Given the amount of time since the Volcker Rule was proposed, it seems appropriate to refresh our recollections as to the history and intent of the rule. The Volcker Rule is a concept advocated by the eponymous former Federal Reserve Board Chairman Paul Volcker, who argued that proprietary securities trading by federally-insured banks introduced unacceptable risk to the Deposit Insurance Fund. In simple terms, Volcker argued that because bank deposits are backed by a government assurance (the Deposit Insurance Fund), banks should not engage in trading that exposes the DIF to (much) risk.
In 1933, the Glass-Steagall Act forced a separation of commercial banking from investment banking and brokerage activities. This division more or less remained the rule until the Gramm-Leach-Bliley Act of 1999. Some observers attributed the repeal of the Glass-Steagall restrictions to the financial crisis of 2008, and the Volcker Rule found its way into the massive reform bill known as the Dodd-Frank Act.
The Final Rule
Section 619 of the Dodd-Frank Act contains restrictions on a financial institution's ability to engage in "proprietary trading" or be associated with a private equity/hedge fund. Proprietary trading is defined as “trading activity” in which a “banking entity” acts as “principal” in order to profit from “near-term” price changes. Banks often take positions in government securities as a way to invest cash productively and safely, or as a risk-management tool, and concerns arose that the Volcker Rule would cover such trading.

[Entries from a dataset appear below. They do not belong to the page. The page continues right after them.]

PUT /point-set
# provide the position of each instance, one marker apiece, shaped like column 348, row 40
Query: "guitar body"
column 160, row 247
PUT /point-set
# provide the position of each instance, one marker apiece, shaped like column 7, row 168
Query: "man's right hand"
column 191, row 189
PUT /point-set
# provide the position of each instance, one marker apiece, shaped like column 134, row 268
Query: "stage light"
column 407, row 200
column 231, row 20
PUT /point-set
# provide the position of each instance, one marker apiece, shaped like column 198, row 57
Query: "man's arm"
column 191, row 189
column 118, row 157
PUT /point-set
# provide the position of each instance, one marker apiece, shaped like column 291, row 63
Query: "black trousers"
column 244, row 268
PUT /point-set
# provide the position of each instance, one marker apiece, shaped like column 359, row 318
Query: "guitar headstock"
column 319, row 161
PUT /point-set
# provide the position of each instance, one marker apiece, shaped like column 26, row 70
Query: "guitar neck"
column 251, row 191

Following considerable input from the banking sector, the final rule differs from the original proposal in some important ways. Below are some highlights of the final rule.
- The final rule exempts proprietary trading in securities issued by the U.S. Treasury, Government-Sponsored Enterprises, municipalities and the FDIC.

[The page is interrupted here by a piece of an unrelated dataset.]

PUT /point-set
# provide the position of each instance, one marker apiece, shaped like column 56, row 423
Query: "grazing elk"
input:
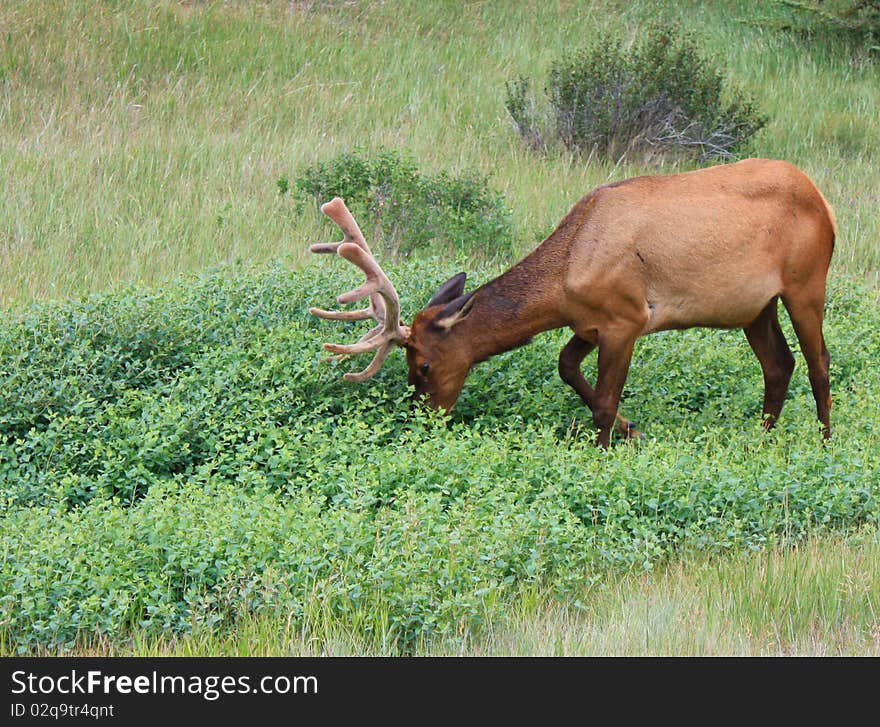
column 716, row 247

- Banks with less than $10 billion in assets that do not trade in covered instruments are exempt from the compliance program requirements of the rule, and CEOs are not required to submit an attestation that their banks have a sufficient compliance program in place.
- Banks under $10 billion that do engage in covered activities can meet the "compliance program" requirements by simply including references to the Volcker Rule in their existing policies and procedures addressing only the activities that the community bank actually conducts.
- Also exempt are trading activities:
- as agent, broker or custodian;
- through a deferred compensation or pension plan;
- as trustee or in a fiduciary capacity on behalf of customers;
- to satisfy a debt previously contracted;
- repurchase and securities lending agreements; and
- risk-mitigating hedging activities.
The final Volcker Rule becomes effective April 1, 2014 (though the complete compliance deadline has been pushed back for banks under $10 billion to July 21, 2015).